In his answer, Marcus referred to an executive order by President Donald Trump that included some anti-Israel speech under the Education Department’s civil rights protections. Speech, he said, could be used “as an indicator of the nature of conduct.” He added that, if a violent antisemitic action followed anti-Israel speech, the prior speech could be policed as an example of predicting that conduct.
“Conduct often follows words,” Silberstein said in agreement, linking chants at Cornell of “From the river to the sea” to antisemitic threats to students. “Speech advocating for violence should not be tolerated on a college campus,” she added.
“Well, what about the eradication of Hamas?” McClintock asked her. Silberstein responded that Hamas is “a recognized terror organization,” which led McClintock to ask, “So it depends upon your viewpoint, is that what you’re saying?”
Gaetz, too, pushed Marcus on whether punishing students who voice support for Hamas amounts to the suppression of legitimate speech. He suggested that those who have called for the suppression of bigoted speech are being inconsistent.
“I am reminded of the great philosopher Austin Powers, who said, ‘There’s only two things I can’t stand: people who are intolerant of other people, and the Dutch,’” Gaetz said, referencing the series of spy comedies starring Mike Myers. “And a similar tension seems to be on display today.”
Silberstein and Marcus were joined on the witness panel by Stacy Burdett, a senior executive at the Anti-Defamation League; two non-Jewish conservative campus activists; and Pamela Nadell, the director of American University’s Jewish studies program and the author of a forthcoming book on antisemitism in America.

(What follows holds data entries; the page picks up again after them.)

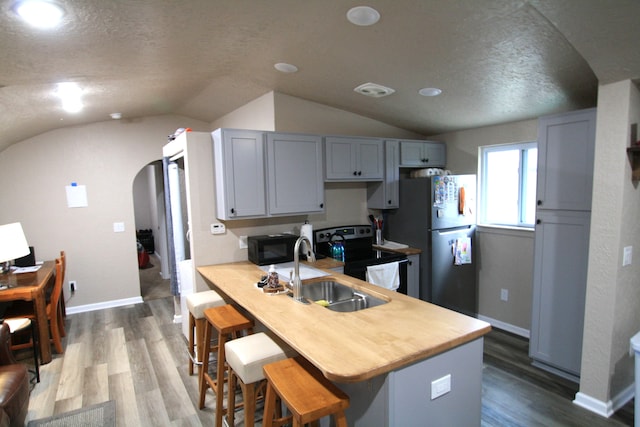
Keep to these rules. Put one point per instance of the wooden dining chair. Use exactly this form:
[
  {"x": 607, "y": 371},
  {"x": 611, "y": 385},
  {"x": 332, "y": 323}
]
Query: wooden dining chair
[
  {"x": 26, "y": 309},
  {"x": 62, "y": 309}
]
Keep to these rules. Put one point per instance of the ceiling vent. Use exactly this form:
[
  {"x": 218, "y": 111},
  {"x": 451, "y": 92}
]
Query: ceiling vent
[{"x": 374, "y": 90}]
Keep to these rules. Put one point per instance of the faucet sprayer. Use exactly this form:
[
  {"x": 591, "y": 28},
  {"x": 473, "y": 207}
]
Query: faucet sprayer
[{"x": 296, "y": 282}]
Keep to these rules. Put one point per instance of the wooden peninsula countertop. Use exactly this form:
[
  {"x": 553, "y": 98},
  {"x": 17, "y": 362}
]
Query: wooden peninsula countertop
[{"x": 355, "y": 346}]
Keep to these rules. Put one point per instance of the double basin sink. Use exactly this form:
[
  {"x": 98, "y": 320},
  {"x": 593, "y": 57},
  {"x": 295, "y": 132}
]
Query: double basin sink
[{"x": 337, "y": 296}]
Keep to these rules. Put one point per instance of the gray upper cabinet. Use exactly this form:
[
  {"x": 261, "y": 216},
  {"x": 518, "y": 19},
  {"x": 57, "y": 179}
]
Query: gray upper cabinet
[
  {"x": 420, "y": 154},
  {"x": 385, "y": 194},
  {"x": 294, "y": 164},
  {"x": 353, "y": 159},
  {"x": 565, "y": 168},
  {"x": 240, "y": 173},
  {"x": 261, "y": 174}
]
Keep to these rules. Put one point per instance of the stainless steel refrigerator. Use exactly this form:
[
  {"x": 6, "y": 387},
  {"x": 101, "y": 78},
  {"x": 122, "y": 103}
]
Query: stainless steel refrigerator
[{"x": 438, "y": 215}]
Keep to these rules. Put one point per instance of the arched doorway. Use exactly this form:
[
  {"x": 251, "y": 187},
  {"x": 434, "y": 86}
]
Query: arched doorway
[{"x": 148, "y": 200}]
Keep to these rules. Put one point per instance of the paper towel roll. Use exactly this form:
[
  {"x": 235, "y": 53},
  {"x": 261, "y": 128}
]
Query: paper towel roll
[{"x": 307, "y": 231}]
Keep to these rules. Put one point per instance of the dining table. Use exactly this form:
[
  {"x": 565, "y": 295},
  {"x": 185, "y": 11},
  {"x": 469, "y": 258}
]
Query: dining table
[{"x": 31, "y": 286}]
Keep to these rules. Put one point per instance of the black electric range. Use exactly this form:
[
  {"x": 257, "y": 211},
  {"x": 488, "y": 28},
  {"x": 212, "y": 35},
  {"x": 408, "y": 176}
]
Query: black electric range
[{"x": 359, "y": 252}]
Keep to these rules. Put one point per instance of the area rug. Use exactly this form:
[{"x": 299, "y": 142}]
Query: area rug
[{"x": 100, "y": 415}]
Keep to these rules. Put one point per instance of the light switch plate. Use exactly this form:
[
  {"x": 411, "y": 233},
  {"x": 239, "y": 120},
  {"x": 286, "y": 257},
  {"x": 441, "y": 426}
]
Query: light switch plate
[
  {"x": 627, "y": 256},
  {"x": 441, "y": 386},
  {"x": 218, "y": 228}
]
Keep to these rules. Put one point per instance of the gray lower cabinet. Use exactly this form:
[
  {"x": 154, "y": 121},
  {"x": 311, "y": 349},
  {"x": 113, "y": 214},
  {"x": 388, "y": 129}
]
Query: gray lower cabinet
[
  {"x": 385, "y": 194},
  {"x": 261, "y": 174},
  {"x": 353, "y": 159},
  {"x": 420, "y": 154},
  {"x": 559, "y": 290},
  {"x": 404, "y": 397}
]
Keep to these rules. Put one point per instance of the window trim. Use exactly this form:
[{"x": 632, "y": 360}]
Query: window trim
[{"x": 483, "y": 150}]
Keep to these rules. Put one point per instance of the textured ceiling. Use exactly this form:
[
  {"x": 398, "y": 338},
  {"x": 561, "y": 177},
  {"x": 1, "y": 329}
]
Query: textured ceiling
[{"x": 495, "y": 60}]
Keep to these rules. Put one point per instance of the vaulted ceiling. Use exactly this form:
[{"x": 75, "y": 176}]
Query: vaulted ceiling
[{"x": 496, "y": 61}]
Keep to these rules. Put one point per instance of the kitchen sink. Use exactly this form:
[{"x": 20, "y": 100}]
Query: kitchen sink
[{"x": 339, "y": 297}]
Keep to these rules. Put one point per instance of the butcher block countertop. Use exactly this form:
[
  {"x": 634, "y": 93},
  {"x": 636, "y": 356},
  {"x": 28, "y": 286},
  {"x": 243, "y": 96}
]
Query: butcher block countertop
[{"x": 348, "y": 347}]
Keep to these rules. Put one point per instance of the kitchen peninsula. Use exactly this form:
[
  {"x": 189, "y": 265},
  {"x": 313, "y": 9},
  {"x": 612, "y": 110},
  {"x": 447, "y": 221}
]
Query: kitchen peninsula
[{"x": 391, "y": 359}]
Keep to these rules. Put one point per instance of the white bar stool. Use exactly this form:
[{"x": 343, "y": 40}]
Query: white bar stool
[
  {"x": 246, "y": 357},
  {"x": 197, "y": 303}
]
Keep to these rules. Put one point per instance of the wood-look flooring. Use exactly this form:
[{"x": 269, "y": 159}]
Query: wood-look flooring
[{"x": 137, "y": 356}]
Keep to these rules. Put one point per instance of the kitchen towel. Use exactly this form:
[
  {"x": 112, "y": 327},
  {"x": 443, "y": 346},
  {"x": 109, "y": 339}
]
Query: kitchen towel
[
  {"x": 385, "y": 275},
  {"x": 462, "y": 251}
]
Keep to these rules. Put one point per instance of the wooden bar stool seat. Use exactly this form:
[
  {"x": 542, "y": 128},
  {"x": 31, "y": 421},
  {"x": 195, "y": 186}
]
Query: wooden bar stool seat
[
  {"x": 196, "y": 304},
  {"x": 303, "y": 389},
  {"x": 245, "y": 357},
  {"x": 228, "y": 322}
]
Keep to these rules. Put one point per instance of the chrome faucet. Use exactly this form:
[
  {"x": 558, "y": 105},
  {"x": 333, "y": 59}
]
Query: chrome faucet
[{"x": 296, "y": 282}]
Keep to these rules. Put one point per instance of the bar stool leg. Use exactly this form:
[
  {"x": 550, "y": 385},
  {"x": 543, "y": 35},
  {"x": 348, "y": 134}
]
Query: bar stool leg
[
  {"x": 219, "y": 382},
  {"x": 192, "y": 353},
  {"x": 204, "y": 368}
]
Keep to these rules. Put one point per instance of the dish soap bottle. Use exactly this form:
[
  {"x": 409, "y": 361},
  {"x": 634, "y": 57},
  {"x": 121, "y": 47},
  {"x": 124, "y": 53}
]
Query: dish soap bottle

Nadell sparred with Gaetz over whether criticisms of “globalists” or progressive Jewish philanthropist George Soros, both frequent targets of Gaetz’s ire, should always be seen as antisemitic.
Elsewhere during the hearing, Judiciary Committee Chair Jim Jordan, a Republican, refused to respond to California Democratic Rep. Eric Swalwell’s queries about why his committee left up a tweet reading “Kanye. Elon. Trump.” for months after the rapper Kanye West embarked on a stream of antisemitic comments.